Researchers can access the collection, while Dalla Ragione also recreates historical gardens which can host recovered varieties as part of an EU-funded project.
“We don’t do all this research and conservation work out of nostalgia, out of romanticism,” she said as she harvested pink apples from her trees in the hilly hamlet of San Lorenzo di Lerchi in Umbria.
“We do it because when we lose variety, we lose food security, we lose diversity and the system’s ability to respond to various changes, and we also lose a lot in cultural terms.”
Dalla Ragione has sought answers to fruit mysteries in monastery orchards, the gardens of nobility and common allotments. She has pored over local texts from the 16th and 17th centuries.
She once traced a pear to a village in southern Umbria after reading about it in the diary of a musical band director.
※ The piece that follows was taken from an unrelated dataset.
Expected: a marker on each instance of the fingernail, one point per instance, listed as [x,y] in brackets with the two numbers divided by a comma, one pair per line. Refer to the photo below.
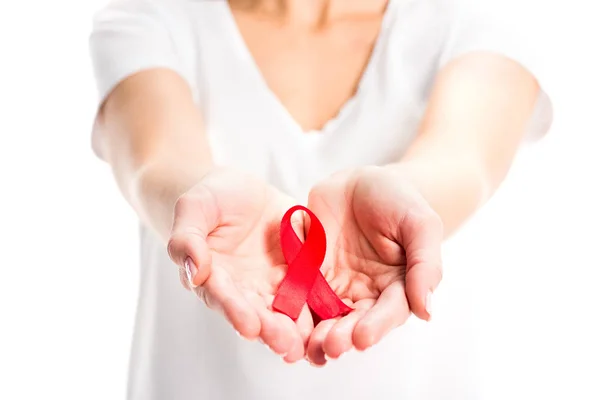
[428,303]
[190,270]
But one of her richest sources on how best to cultivate such varieties has been oral testimonies — and as the last generation of farmers that grew the crops die, much local knowledge is lost.
That has made it difficult to know how to divide her time between researching and looking for a new variety, though she has learnt the hard way that the urgency “is always to save it.”
“In the past if I’ve delayed, thinking ‘I’ll do it next year’, I’ve found the plant has since gone.”